By tyrant Life dethron'd, imprison'd, pain'd?
By Death enlarg'd, ennobled, deified?
Death but intombs the body, life the soul.

Is Death then guiltless? How he marks his way With dreadful waste of what deserves to shine! Art, genius, fortune, elevated power!

With various lustres these light up the world,
Which Death puts out, and darkens human race.'
I grant, Lorenzo! this indictment just:

The sage, peer, potentate, king, conqueror!
Death humbles these; more barbarous Life, the

man.

Life is the triumph of our mouldering clay;
Death of the spirit infinite! divine!

Death has no dread but what frail life imparts,
Nor life true joy but what kind death improves.
No bliss has life to boast, till death can give
Far greater. Life's a debtor to the grave;
Dark lattice! letting in eternal day.

Lorenzo! blush at fondness for a life
Which sends celestial souls on errands vile,
To cater for the sense, and serve at boards
Where every ranger of the wilds, perhaps
Each reptile, justly claims our upper-hand.
Luxurious feast! a soul, a soul immortal,
In all the dainties of a brute bemir'd!
Lorenzo! blush at terror for a death

Which gives thee to repose in festive bowers,
Where nectars sparkle, angels minister,
And more than angels share, and raise, and crown,
And eternize, the birth, bloom, bursts of bliss.
What need I more?-O Death! the palm is thine.
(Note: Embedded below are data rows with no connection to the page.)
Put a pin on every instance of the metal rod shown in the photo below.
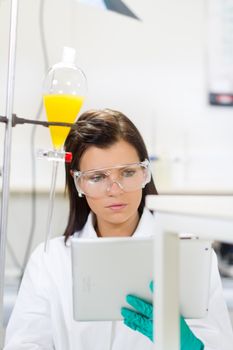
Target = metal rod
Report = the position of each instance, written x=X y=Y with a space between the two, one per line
x=18 y=120
x=7 y=155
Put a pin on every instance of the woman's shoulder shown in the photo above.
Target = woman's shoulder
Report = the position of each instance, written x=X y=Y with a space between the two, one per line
x=56 y=249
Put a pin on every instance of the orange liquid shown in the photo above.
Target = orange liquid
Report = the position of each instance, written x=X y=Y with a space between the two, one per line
x=61 y=108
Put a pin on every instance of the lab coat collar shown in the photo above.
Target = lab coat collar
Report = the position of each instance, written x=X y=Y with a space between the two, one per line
x=146 y=226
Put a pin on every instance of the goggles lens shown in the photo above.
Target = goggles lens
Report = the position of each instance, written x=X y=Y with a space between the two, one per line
x=129 y=177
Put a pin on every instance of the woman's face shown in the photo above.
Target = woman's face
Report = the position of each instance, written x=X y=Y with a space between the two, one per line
x=115 y=207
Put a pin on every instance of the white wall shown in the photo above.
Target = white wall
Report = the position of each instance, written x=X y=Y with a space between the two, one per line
x=153 y=70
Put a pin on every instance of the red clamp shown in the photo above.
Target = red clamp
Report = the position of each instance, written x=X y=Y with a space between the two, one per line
x=68 y=157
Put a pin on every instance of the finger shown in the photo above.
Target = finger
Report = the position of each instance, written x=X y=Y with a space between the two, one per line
x=140 y=305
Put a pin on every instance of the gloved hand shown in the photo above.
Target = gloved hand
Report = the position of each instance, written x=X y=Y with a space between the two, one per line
x=141 y=320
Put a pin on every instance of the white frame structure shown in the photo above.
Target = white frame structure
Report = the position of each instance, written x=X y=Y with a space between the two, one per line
x=209 y=217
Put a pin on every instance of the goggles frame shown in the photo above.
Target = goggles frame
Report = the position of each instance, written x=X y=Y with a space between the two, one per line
x=77 y=174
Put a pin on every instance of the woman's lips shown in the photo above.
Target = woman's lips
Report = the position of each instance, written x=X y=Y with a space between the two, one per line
x=117 y=206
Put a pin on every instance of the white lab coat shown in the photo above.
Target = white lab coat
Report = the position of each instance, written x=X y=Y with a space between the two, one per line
x=42 y=317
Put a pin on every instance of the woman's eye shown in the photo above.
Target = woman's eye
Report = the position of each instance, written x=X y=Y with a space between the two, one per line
x=96 y=177
x=128 y=172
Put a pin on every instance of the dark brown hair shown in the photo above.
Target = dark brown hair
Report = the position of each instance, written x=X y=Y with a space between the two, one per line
x=99 y=128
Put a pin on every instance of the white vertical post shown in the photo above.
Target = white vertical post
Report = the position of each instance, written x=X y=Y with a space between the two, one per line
x=7 y=155
x=166 y=289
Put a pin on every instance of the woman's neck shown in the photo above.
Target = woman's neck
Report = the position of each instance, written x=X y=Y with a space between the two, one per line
x=124 y=229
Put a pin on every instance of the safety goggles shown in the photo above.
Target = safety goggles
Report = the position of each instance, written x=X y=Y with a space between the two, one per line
x=97 y=183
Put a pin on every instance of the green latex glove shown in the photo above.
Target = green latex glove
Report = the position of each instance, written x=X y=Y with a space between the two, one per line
x=141 y=320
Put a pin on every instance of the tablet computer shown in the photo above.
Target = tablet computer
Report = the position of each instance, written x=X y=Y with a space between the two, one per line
x=105 y=270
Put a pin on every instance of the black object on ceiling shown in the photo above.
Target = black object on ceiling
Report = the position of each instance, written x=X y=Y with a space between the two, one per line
x=119 y=7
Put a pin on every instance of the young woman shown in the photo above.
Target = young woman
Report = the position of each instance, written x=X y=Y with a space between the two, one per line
x=107 y=182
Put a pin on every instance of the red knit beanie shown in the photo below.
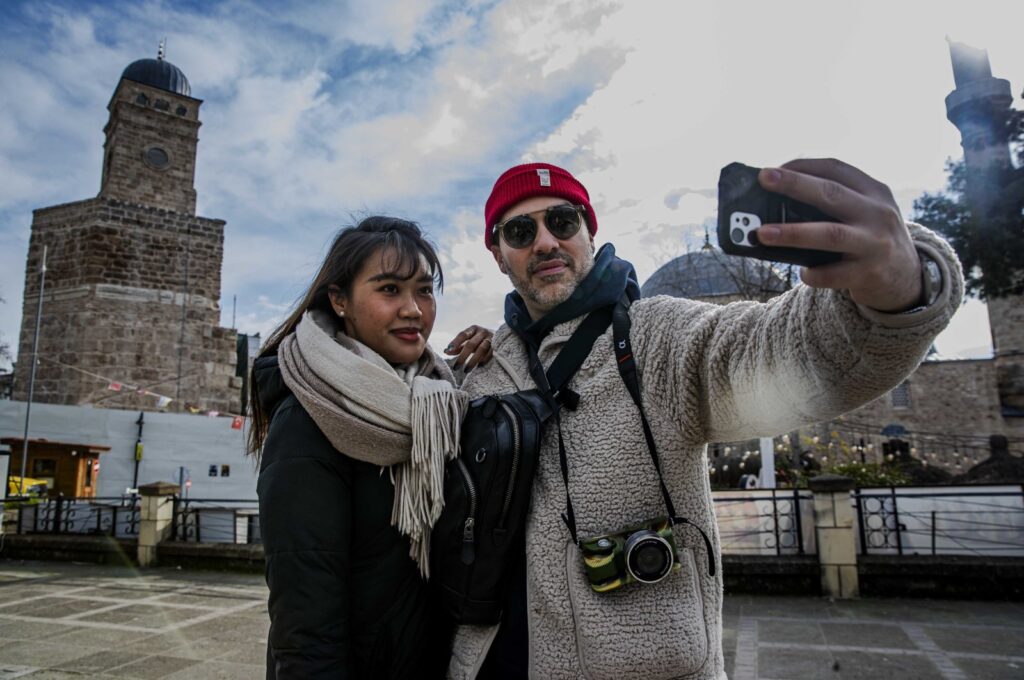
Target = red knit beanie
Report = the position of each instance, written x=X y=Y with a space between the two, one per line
x=526 y=181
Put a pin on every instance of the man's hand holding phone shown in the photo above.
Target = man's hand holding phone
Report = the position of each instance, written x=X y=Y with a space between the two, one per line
x=880 y=265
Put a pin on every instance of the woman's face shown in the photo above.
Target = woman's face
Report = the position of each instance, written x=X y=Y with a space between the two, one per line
x=391 y=315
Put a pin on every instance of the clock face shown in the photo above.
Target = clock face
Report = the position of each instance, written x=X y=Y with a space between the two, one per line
x=157 y=157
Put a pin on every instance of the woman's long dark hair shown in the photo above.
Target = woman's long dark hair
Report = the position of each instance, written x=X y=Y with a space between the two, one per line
x=351 y=248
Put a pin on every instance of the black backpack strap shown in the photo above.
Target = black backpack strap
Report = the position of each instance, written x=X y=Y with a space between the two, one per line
x=628 y=370
x=554 y=383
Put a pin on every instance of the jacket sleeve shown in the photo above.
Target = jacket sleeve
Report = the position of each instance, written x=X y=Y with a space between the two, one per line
x=748 y=369
x=305 y=519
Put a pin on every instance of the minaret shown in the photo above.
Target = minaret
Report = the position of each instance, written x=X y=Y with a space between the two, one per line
x=977 y=107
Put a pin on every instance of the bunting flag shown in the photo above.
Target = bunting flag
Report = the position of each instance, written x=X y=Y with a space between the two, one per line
x=238 y=421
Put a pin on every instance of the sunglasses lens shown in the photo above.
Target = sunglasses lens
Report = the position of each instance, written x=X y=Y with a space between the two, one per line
x=562 y=221
x=519 y=231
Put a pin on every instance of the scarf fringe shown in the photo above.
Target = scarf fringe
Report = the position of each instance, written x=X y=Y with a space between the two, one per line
x=365 y=407
x=419 y=485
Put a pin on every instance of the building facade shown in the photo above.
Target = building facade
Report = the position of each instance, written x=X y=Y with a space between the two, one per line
x=131 y=290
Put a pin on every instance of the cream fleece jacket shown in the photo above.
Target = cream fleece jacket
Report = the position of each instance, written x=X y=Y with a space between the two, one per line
x=708 y=373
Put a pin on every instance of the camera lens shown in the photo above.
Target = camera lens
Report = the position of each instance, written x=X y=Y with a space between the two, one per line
x=648 y=556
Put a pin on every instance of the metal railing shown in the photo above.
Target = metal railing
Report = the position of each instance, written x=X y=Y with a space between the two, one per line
x=213 y=520
x=766 y=521
x=945 y=520
x=117 y=516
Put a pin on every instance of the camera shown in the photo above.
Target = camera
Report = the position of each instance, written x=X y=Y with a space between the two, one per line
x=642 y=553
x=743 y=206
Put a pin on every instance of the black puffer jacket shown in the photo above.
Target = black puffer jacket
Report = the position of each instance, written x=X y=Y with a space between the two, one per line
x=346 y=599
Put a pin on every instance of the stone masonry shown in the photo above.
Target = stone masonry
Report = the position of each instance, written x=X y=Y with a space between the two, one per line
x=133 y=277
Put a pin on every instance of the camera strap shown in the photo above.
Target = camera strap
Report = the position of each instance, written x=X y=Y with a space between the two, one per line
x=554 y=383
x=621 y=326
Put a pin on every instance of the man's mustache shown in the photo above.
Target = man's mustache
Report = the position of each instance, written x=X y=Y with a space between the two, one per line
x=538 y=261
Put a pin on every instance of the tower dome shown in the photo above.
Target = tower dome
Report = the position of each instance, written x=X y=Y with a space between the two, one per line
x=158 y=73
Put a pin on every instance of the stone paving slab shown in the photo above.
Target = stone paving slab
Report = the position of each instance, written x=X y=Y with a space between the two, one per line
x=64 y=622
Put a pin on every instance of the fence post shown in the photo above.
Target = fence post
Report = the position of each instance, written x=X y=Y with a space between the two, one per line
x=835 y=530
x=156 y=516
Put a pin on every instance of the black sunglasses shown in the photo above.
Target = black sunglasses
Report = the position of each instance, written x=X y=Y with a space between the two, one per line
x=562 y=221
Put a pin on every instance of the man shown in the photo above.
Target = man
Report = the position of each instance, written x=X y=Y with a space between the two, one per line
x=707 y=373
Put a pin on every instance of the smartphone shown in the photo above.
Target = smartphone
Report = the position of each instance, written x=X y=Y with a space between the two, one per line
x=743 y=206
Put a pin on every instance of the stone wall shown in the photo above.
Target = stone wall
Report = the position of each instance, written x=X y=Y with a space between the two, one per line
x=116 y=289
x=1007 y=320
x=150 y=153
x=946 y=397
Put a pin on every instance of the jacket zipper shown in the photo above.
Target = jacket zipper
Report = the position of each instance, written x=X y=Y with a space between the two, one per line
x=468 y=538
x=515 y=462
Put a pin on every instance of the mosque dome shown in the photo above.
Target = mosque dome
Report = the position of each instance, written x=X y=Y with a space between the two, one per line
x=158 y=73
x=711 y=273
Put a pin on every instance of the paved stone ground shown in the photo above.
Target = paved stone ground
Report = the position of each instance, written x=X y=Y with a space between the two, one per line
x=60 y=621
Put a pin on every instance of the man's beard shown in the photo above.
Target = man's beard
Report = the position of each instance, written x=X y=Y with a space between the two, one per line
x=550 y=296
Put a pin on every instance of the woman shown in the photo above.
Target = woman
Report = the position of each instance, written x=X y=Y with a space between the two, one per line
x=353 y=417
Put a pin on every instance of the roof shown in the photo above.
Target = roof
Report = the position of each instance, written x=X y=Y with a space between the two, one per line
x=41 y=441
x=713 y=273
x=160 y=74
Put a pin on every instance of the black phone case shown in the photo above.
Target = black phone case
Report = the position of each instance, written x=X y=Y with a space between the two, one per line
x=738 y=189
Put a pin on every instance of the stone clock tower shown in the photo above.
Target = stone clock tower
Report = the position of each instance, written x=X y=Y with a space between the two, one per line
x=131 y=302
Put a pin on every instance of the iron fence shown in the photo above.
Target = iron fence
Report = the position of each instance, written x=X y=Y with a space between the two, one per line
x=766 y=521
x=947 y=520
x=117 y=516
x=213 y=520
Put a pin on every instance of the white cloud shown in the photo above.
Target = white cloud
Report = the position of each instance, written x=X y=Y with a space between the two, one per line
x=315 y=112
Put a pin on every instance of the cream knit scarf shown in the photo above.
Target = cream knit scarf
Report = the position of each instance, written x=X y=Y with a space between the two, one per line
x=404 y=418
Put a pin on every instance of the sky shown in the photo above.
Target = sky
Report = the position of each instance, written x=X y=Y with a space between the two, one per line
x=316 y=114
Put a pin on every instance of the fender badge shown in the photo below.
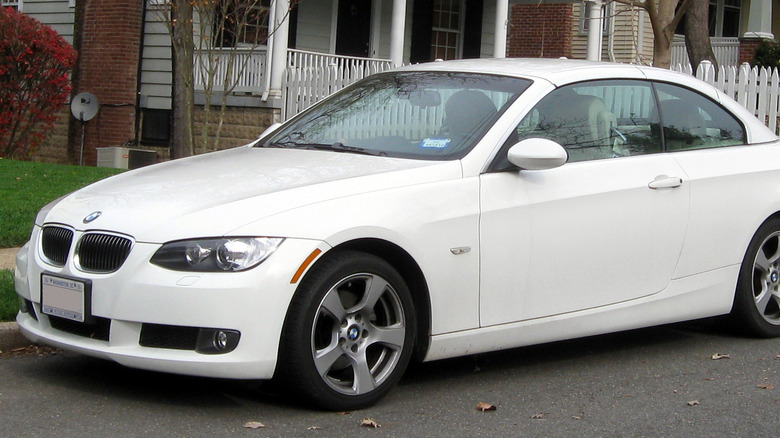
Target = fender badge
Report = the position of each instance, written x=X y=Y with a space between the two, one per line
x=92 y=216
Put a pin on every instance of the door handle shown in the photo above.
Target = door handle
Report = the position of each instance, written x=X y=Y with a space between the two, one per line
x=665 y=182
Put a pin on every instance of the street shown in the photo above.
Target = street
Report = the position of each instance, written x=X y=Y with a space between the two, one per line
x=654 y=382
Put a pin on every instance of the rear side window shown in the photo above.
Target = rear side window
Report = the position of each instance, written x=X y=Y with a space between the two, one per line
x=597 y=120
x=692 y=121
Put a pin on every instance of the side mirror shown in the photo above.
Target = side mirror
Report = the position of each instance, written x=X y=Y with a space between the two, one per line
x=537 y=154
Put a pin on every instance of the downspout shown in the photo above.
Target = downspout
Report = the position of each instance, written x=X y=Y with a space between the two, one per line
x=136 y=140
x=611 y=36
x=269 y=44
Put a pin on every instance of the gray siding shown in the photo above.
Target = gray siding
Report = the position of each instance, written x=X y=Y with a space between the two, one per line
x=156 y=77
x=56 y=13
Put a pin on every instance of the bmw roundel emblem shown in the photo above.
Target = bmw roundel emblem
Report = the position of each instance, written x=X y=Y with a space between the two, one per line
x=92 y=216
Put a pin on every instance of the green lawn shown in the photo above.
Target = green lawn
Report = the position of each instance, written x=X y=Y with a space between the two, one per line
x=25 y=187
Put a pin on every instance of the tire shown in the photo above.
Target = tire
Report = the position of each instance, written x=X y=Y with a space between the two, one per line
x=349 y=333
x=756 y=309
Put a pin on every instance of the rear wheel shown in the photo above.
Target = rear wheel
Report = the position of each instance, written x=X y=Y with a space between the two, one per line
x=349 y=333
x=757 y=300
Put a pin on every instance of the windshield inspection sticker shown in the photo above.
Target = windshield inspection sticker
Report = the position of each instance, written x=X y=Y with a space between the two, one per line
x=435 y=143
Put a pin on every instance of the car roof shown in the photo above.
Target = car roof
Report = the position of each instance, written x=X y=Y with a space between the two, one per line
x=556 y=71
x=563 y=71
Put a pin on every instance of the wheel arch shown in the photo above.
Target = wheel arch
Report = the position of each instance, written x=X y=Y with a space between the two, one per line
x=402 y=261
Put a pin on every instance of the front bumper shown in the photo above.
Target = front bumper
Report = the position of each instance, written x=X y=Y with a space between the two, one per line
x=140 y=296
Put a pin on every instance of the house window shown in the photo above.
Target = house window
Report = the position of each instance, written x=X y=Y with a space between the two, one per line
x=17 y=4
x=446 y=38
x=606 y=11
x=156 y=127
x=724 y=18
x=245 y=25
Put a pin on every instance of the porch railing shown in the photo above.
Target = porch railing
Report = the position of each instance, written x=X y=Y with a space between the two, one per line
x=726 y=51
x=248 y=68
x=312 y=76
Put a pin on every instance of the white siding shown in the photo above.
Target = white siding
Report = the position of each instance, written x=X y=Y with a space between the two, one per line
x=56 y=13
x=156 y=77
x=488 y=29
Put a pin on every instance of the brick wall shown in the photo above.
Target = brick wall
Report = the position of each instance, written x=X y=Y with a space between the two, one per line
x=540 y=30
x=108 y=60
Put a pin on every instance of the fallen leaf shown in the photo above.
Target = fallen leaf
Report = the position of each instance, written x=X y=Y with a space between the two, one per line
x=367 y=422
x=254 y=425
x=482 y=406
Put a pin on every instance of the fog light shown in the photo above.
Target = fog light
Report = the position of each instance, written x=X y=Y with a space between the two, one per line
x=217 y=341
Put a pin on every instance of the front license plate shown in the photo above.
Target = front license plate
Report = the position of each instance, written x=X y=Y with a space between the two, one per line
x=65 y=297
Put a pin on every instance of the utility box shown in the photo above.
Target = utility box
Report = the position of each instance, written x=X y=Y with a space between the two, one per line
x=125 y=158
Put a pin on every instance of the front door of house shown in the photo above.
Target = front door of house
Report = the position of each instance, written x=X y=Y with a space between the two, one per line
x=353 y=30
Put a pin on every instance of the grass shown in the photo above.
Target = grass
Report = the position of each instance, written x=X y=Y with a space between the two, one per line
x=25 y=187
x=8 y=301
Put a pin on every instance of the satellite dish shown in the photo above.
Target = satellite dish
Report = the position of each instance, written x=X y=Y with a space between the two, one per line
x=84 y=106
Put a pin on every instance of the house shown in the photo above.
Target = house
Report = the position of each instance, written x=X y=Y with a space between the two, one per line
x=312 y=47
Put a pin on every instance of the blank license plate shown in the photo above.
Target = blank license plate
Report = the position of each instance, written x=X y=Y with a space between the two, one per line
x=64 y=297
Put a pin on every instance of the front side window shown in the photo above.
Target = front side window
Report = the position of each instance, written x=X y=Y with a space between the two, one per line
x=692 y=121
x=596 y=120
x=241 y=24
x=424 y=115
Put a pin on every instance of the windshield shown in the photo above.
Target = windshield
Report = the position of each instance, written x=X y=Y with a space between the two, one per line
x=423 y=115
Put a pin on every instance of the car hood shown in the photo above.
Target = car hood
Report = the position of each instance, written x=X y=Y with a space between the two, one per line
x=210 y=195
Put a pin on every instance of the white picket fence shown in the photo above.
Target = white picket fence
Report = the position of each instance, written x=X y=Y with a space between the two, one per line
x=311 y=77
x=757 y=89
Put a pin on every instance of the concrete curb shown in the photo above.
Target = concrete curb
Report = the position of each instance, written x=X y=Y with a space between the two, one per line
x=11 y=338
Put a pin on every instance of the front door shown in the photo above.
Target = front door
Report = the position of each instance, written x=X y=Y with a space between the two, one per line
x=353 y=30
x=605 y=228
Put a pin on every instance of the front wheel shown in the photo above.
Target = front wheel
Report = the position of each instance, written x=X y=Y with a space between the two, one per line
x=757 y=301
x=349 y=333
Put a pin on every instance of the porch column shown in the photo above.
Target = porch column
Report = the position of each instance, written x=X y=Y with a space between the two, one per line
x=397 y=32
x=594 y=31
x=760 y=20
x=502 y=15
x=278 y=56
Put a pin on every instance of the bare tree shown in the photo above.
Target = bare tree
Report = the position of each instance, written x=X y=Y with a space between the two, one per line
x=664 y=16
x=697 y=35
x=180 y=26
x=216 y=48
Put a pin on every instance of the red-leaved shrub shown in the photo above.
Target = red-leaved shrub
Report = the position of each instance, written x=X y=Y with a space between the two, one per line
x=35 y=64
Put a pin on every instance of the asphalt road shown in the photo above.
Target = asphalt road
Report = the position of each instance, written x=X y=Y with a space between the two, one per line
x=653 y=382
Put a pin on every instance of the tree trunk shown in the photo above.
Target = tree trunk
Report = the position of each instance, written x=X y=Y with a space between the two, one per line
x=183 y=79
x=697 y=36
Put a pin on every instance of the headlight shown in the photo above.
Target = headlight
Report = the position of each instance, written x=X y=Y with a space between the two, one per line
x=216 y=255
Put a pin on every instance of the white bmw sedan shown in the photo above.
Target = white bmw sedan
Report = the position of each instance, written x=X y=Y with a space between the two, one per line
x=437 y=210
Then welcome, Death! thy dreaded harbingers,

Age and disease; Disease, though long my guest,
That plucks my nerves, those tender strings of life,
Which pluck'd a little more will toll the bell
That calls my few friends to my funeral;
Where feeble Nature drops, perhaps, a tear,
While Reason and Religion, better taught,
Congratulate the dead, and crown his tomb
With wreath triumphant. Death is victory;
It binds in chains the raging ills of life:
Lust and Ambition, Wrath and Avarice,
Dragg'd at his chariot-wheel, applaud his power.
That ills corrosive, cares importunate,
Are not immortal too, O Death! is thine.
Our day of dissolution!-name it right,
'Tis our great pay-day; 'tis our harvest, rich
And ripe. What though the sickle, sometimes keen,
Just scars us as we reap the golden grain;

More than thy balm, O Gilead! heals the wound.
Birth's feeble cry, and Death's deep dismal groan,
Are slender tributes low-tax'd Nature pays
For mighty gain: the gain of each a life!
But, O! the last the former so transcends,
Life dies compar'd; Life lives beyond the grave.
And feel I, Death! no joy from thought of thee?
Death! the great counsellor, who man inspires
With every nobler thought and fairer deed!
Death! the deliverer, who rescues man!

Death! the rewarder, who the rescued crowns!
Death! that absolves my birth, a curse without it!
Rich Death! that realizes all my cares,
Toils, virtues, hopes; without it a chimera!
Death! of all pain the period, not of joy;
Joy's source and subject still subsist unhurt;
One in my soul, and one in her great sire,

Though the four winds were warring for my dust.
Yes, and from winds and waves, and central night,
Though prison'd there, my dust, too, I reclaim,
(To dust when drop proud Nature's proudest
spheres)

And live entire. Death is the crown of life:
Were death denied, poor man would live in vain :
Were death denied, to live would not be life:
Were death denied, ev'n fools would wish to die.
Death wounds to cure; we fall, we rise, we reign!
Spring from our fetters, fasten in the skies,
Where blooming Eden withers in our sight.
Death gives us more than was in Eden lost:
This king of terrors is the prince of peace.
When shall I die to vanity, pain, death?
When shall I die?-when shall I live for ever?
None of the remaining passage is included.